Senator John McCain returned from Arizona to cast his "critical vote for the Republicans." With Republican GOP Senators Susan Collins and Lisa Murkowski decidedly against the bill, tensions ran higher than normal during the voting.

According to CNN Politics, "The vote came as Senate Majority Leader Mitch McConnell and President Donald Trump dared their fellow Republicans to block their seven-year campaign promise to repeal and replace Obamacare."

Wednesday's vote was excusively "repeal-only." Democrats and many Republicans refuse to vote favorably without a replacement plan ready to take the place of Obamacare.

The First Vote

This first vote decided on the measure that "combined a previous Senate proposal." This proposal is known as the Better Care Reconcilliation Act, and would be partnered with approximately $100 billion in extra money for people on Medicaid. Republicans want this money "to allow for bare-bones health insurance plans."

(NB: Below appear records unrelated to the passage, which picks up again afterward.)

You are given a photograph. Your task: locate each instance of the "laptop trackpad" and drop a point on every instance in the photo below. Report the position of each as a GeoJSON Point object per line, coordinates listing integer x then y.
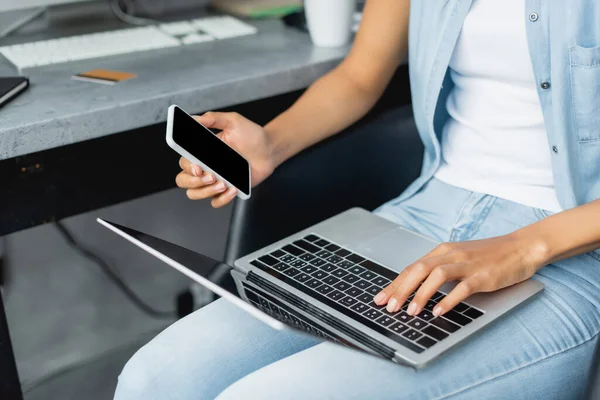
{"type": "Point", "coordinates": [397, 249]}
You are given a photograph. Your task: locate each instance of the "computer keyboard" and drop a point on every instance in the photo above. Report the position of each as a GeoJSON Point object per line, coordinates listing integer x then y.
{"type": "Point", "coordinates": [124, 41]}
{"type": "Point", "coordinates": [347, 282]}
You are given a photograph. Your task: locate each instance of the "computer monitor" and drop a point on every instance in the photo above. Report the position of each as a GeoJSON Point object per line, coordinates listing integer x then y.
{"type": "Point", "coordinates": [7, 5]}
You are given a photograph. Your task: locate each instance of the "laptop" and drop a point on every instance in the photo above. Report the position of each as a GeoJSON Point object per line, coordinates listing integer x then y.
{"type": "Point", "coordinates": [321, 282]}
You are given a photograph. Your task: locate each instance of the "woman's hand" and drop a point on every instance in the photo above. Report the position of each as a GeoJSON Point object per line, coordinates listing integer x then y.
{"type": "Point", "coordinates": [480, 266]}
{"type": "Point", "coordinates": [247, 138]}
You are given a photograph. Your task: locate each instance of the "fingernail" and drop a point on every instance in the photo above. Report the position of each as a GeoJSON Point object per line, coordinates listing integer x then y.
{"type": "Point", "coordinates": [411, 308]}
{"type": "Point", "coordinates": [380, 298]}
{"type": "Point", "coordinates": [392, 305]}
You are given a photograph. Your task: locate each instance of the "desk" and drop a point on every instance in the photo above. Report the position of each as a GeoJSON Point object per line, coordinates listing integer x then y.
{"type": "Point", "coordinates": [57, 111]}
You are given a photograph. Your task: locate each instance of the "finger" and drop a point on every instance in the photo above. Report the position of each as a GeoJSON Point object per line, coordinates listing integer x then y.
{"type": "Point", "coordinates": [463, 290]}
{"type": "Point", "coordinates": [186, 181]}
{"type": "Point", "coordinates": [225, 198]}
{"type": "Point", "coordinates": [438, 276]}
{"type": "Point", "coordinates": [190, 168]}
{"type": "Point", "coordinates": [404, 285]}
{"type": "Point", "coordinates": [217, 120]}
{"type": "Point", "coordinates": [407, 282]}
{"type": "Point", "coordinates": [207, 191]}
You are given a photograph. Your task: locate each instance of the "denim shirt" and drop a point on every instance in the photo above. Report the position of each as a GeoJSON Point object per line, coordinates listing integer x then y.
{"type": "Point", "coordinates": [564, 45]}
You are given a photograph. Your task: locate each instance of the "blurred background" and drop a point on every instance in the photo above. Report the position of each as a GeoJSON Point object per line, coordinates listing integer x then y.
{"type": "Point", "coordinates": [78, 144]}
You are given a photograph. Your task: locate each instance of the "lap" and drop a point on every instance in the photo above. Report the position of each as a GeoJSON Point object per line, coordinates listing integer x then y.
{"type": "Point", "coordinates": [526, 353]}
{"type": "Point", "coordinates": [203, 353]}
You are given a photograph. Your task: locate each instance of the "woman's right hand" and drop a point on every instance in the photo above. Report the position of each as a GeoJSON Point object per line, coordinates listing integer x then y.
{"type": "Point", "coordinates": [247, 138]}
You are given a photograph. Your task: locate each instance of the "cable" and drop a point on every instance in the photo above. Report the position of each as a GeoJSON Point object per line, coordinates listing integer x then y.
{"type": "Point", "coordinates": [112, 275]}
{"type": "Point", "coordinates": [124, 15]}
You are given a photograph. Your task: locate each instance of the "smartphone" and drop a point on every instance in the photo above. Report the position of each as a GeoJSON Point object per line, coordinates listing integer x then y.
{"type": "Point", "coordinates": [199, 145]}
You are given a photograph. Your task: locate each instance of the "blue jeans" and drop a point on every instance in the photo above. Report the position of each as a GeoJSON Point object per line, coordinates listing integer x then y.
{"type": "Point", "coordinates": [542, 349]}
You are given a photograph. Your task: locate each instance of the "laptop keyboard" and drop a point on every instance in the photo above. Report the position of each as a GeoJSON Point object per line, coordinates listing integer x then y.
{"type": "Point", "coordinates": [347, 282]}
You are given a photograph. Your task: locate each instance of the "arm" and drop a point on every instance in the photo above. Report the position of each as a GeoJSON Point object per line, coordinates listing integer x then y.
{"type": "Point", "coordinates": [346, 94]}
{"type": "Point", "coordinates": [491, 264]}
{"type": "Point", "coordinates": [331, 104]}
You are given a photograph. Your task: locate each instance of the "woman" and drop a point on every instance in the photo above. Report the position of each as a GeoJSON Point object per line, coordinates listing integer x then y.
{"type": "Point", "coordinates": [506, 97]}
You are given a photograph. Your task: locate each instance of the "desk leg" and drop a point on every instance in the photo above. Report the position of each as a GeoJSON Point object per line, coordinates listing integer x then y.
{"type": "Point", "coordinates": [10, 386]}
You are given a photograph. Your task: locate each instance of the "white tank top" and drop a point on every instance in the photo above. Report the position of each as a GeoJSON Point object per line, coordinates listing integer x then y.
{"type": "Point", "coordinates": [495, 141]}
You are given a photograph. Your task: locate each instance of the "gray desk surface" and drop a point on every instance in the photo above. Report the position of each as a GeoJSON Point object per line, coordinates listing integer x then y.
{"type": "Point", "coordinates": [57, 110]}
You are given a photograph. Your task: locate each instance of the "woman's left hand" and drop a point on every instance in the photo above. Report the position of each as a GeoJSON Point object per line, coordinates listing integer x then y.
{"type": "Point", "coordinates": [480, 266]}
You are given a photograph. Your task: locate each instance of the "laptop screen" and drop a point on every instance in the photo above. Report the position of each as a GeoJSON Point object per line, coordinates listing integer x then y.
{"type": "Point", "coordinates": [260, 302]}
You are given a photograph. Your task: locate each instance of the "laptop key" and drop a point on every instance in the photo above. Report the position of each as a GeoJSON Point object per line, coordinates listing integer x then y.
{"type": "Point", "coordinates": [351, 278]}
{"type": "Point", "coordinates": [280, 267]}
{"type": "Point", "coordinates": [444, 324]}
{"type": "Point", "coordinates": [356, 270]}
{"type": "Point", "coordinates": [309, 269]}
{"type": "Point", "coordinates": [355, 258]}
{"type": "Point", "coordinates": [331, 280]}
{"type": "Point", "coordinates": [311, 238]}
{"type": "Point", "coordinates": [473, 313]}
{"type": "Point", "coordinates": [363, 284]}
{"type": "Point", "coordinates": [381, 281]}
{"type": "Point", "coordinates": [317, 262]}
{"type": "Point", "coordinates": [435, 332]}
{"type": "Point", "coordinates": [412, 334]}
{"type": "Point", "coordinates": [348, 301]}
{"type": "Point", "coordinates": [332, 247]}
{"type": "Point", "coordinates": [327, 267]}
{"type": "Point", "coordinates": [403, 317]}
{"type": "Point", "coordinates": [298, 263]}
{"type": "Point", "coordinates": [322, 243]}
{"type": "Point", "coordinates": [340, 273]}
{"type": "Point", "coordinates": [385, 321]}
{"type": "Point", "coordinates": [372, 314]}
{"type": "Point", "coordinates": [366, 298]}
{"type": "Point", "coordinates": [345, 264]}
{"type": "Point", "coordinates": [323, 254]}
{"type": "Point", "coordinates": [398, 327]}
{"type": "Point", "coordinates": [307, 257]}
{"type": "Point", "coordinates": [334, 259]}
{"type": "Point", "coordinates": [368, 275]}
{"type": "Point", "coordinates": [309, 247]}
{"type": "Point", "coordinates": [324, 289]}
{"type": "Point", "coordinates": [426, 342]}
{"type": "Point", "coordinates": [417, 324]}
{"type": "Point", "coordinates": [425, 315]}
{"type": "Point", "coordinates": [354, 292]}
{"type": "Point", "coordinates": [320, 275]}
{"type": "Point", "coordinates": [293, 250]}
{"type": "Point", "coordinates": [335, 295]}
{"type": "Point", "coordinates": [359, 308]}
{"type": "Point", "coordinates": [343, 253]}
{"type": "Point", "coordinates": [291, 271]}
{"type": "Point", "coordinates": [302, 277]}
{"type": "Point", "coordinates": [313, 283]}
{"type": "Point", "coordinates": [287, 258]}
{"type": "Point", "coordinates": [374, 290]}
{"type": "Point", "coordinates": [269, 260]}
{"type": "Point", "coordinates": [277, 254]}
{"type": "Point", "coordinates": [457, 318]}
{"type": "Point", "coordinates": [343, 286]}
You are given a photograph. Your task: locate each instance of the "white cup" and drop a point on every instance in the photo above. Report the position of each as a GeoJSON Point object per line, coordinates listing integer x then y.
{"type": "Point", "coordinates": [330, 21]}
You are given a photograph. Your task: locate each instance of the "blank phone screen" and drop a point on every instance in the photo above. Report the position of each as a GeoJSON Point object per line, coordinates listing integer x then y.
{"type": "Point", "coordinates": [212, 151]}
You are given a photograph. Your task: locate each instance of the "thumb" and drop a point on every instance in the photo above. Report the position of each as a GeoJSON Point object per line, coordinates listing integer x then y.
{"type": "Point", "coordinates": [215, 120]}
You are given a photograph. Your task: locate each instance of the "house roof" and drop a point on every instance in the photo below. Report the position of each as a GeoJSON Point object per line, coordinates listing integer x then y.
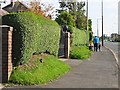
{"type": "Point", "coordinates": [17, 6]}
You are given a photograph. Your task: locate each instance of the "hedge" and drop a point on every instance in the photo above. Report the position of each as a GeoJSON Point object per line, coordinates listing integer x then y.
{"type": "Point", "coordinates": [79, 37]}
{"type": "Point", "coordinates": [32, 34]}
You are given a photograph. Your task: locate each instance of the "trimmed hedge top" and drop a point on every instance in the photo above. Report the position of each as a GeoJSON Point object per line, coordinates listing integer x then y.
{"type": "Point", "coordinates": [32, 34]}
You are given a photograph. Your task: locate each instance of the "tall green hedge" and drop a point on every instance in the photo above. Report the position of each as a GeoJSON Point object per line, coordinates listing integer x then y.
{"type": "Point", "coordinates": [79, 37]}
{"type": "Point", "coordinates": [32, 33]}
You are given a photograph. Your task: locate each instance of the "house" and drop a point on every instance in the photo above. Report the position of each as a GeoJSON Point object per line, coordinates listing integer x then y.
{"type": "Point", "coordinates": [15, 7]}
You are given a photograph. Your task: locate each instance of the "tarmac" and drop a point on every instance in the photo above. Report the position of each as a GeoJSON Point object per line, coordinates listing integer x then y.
{"type": "Point", "coordinates": [99, 71]}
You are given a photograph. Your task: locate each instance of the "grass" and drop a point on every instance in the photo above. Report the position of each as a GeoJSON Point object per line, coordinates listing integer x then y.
{"type": "Point", "coordinates": [40, 69]}
{"type": "Point", "coordinates": [81, 52]}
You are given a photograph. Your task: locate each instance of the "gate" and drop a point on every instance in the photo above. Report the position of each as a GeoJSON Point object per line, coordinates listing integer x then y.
{"type": "Point", "coordinates": [64, 48]}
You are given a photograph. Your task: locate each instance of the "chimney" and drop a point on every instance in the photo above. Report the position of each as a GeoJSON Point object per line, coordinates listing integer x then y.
{"type": "Point", "coordinates": [12, 3]}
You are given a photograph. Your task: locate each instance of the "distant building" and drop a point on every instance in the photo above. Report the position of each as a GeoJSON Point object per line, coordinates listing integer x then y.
{"type": "Point", "coordinates": [15, 7]}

The Better Reconcilliation Act was rejected by several members of the Reublican party, and the amendment was successfully removed by the Democratic party with 57 votes to 43 Republican votes.

The Big Vote

No one knew how the chips would fall until Senators Rand Paul, Dean Heller, Rob Portman, and Shelley Moore Capito showed their respective hands. All four announced their support of the bill, pushing it through and allowing Republicans to continue their revamp of American healthcare.

"I'm very happy to announce that with zero of the Democrats' votes, the motion to proceed on health care has moved past and now we move forward toward truly great health care for the American people. We look forward to that. This was a big step," Trump said at a White House news conference.
 
But even though President Trump was pleased with the final result, the two opposing Republican senators still hold his ire.
 
"We had two Republicans that went against us, which is very sad, I think," Trump said. "It's very, very sad -- for them. But I'm very, very happy with the result. I believe now we will, over the next week or two, come up with a plan that's going to be really, really wonderful for the American people."
 
This is a major step for the Republican party and President Trump, who made the repeal-and-replace proposal back on the campaign trail.
 
The Democratic party says the fight is far from over, however.
 
"Anyone who thinks this is over is sadly mistaken," said Minority Leader Chuck Schumer, D-New York. "There are many, many Republicans who don't like this bill, who don't want to vote for it. They are under enormous pressure to vote for it. ... Anyone who voted to move to proceed and certainly anyone who votes to send this bill to conference is virtually, certainly, voting to kick millions off health care, to make it much harder to get coverage if you have a pre-existing condition, to slash Medicaid and give a huge amount of tax cuts to the rich."
 
Hopefully everyone involved will do what is best for the American people.